Я открыл глаза и увидел, что лежу посреди ниши с треснувшей стеной. «Боже, это не сон», — подумал я.
— Точно, не сон, — повторил кто-то вслух мою мысль и засмеялся таким знакомым смехом.
— Кто здесь? — в панике крикнул я. — Кто? Немедленно покажись!
— Герман, Герман, Герман, Герман, — доносилось изо всех углов разными голосами: грустными и весёлыми, язвительными и насмешливыми.
— Я встал на ноги. Подошел к желобу с водой и посмотрел на свое лицо. Мне хотелось увидеть на нем следы увечий от ударов о стену. Но их не было. Меня это ошеломило. Рассматривая своё лицо в воде, я увидел резко появившееся из-за левого плеча лицо, которое улыбнулось и тут же исчезло. От страха я упал в желоб и затрясся. По всей пещере звучал уже знакомый идиотский смех.
— К…кто з…здесь? — дрожащим голосом спросил я, вылезая из воды, которая светилась на мне. — К…кто, я спрашиваю? Покажись! Прекрати так издеваться над…до мной!
Я нагнулся и взял камень, лежащий под ногами.
— Ты что же, Герман, решил меня убить? Ха-ха-ха, — разнеслось по пещере.

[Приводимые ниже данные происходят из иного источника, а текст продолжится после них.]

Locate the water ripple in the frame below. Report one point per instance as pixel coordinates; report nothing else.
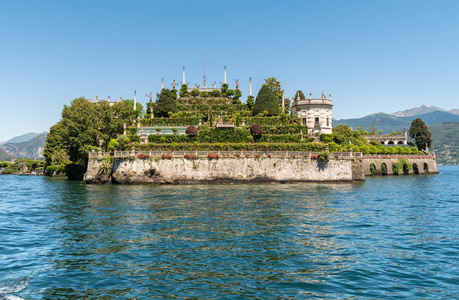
(390, 237)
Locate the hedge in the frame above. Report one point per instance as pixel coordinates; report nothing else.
(234, 146)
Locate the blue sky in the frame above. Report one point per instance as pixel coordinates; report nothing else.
(372, 56)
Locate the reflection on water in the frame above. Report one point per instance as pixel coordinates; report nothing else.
(388, 237)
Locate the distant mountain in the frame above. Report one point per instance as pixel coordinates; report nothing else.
(22, 138)
(388, 123)
(4, 156)
(445, 142)
(30, 149)
(421, 111)
(417, 111)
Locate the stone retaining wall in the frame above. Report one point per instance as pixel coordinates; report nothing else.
(425, 163)
(224, 170)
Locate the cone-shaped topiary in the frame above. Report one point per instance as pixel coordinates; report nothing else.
(256, 129)
(166, 103)
(266, 101)
(191, 130)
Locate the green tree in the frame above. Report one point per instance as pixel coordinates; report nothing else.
(174, 93)
(183, 90)
(229, 93)
(372, 128)
(195, 93)
(84, 124)
(421, 134)
(165, 103)
(54, 141)
(301, 95)
(266, 101)
(250, 102)
(275, 86)
(237, 94)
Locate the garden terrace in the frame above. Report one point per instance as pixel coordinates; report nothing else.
(221, 154)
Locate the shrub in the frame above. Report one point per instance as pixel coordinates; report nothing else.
(256, 129)
(323, 156)
(191, 130)
(195, 93)
(213, 156)
(326, 138)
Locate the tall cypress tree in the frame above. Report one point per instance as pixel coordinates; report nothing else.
(266, 100)
(166, 103)
(421, 134)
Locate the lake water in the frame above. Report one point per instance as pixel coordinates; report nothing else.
(390, 237)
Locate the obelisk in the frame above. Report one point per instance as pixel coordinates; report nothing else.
(183, 81)
(283, 102)
(135, 101)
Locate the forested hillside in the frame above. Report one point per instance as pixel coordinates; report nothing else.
(29, 149)
(445, 142)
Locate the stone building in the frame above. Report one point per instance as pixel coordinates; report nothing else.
(315, 113)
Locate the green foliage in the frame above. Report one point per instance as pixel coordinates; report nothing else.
(84, 124)
(224, 89)
(216, 93)
(59, 156)
(54, 142)
(113, 144)
(105, 166)
(421, 134)
(343, 135)
(195, 93)
(266, 101)
(165, 103)
(275, 86)
(401, 165)
(229, 93)
(250, 102)
(174, 93)
(237, 94)
(373, 128)
(183, 90)
(326, 138)
(372, 169)
(323, 156)
(300, 92)
(333, 147)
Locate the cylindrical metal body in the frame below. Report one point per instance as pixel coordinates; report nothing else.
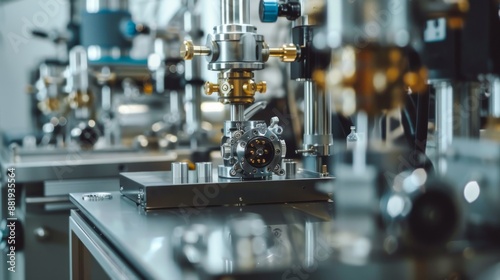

Мне стало тепло между ног, и моча закапала на камни.
— Герман, ты что ж так испугался?
«Какой знакомый голос», — подумал я, стоя на коленях с застывшими слезами. Мне казалось, точнее, я уже знал наверняка, что спятил. Еще я думал о том, что обделался, и от этой мысли мне хотелось покончить с собой. Со мной раньше не происходило такого никогда. Что я ощущал в тот момент, известно одному только Богу. Я застыл, как статуя. Воцарилось молчание. Вдруг из-за насыпи камней появился мужчина в белом фраке с кувшином. По мере того, как он приближался ко мне, я все отчетливее и отчетливее начинал узнавать в нем своего попутчика, Константина Константиновича.
— Здравствуй, Герман, — улыбаясь, произнес он и протянул мне кувшин. — Возьми, не бойся — это родниковая вода. И, прошу тебя, встань с колен, меня это смущает.
Я впал в оцепенение при виде его в этой пещере. Мысль о том, кем он может на самом деле являться я пытался отогнать от себя как можно дальше. На ум шло только самое страшное — то, во что я совершенно отказывался верить…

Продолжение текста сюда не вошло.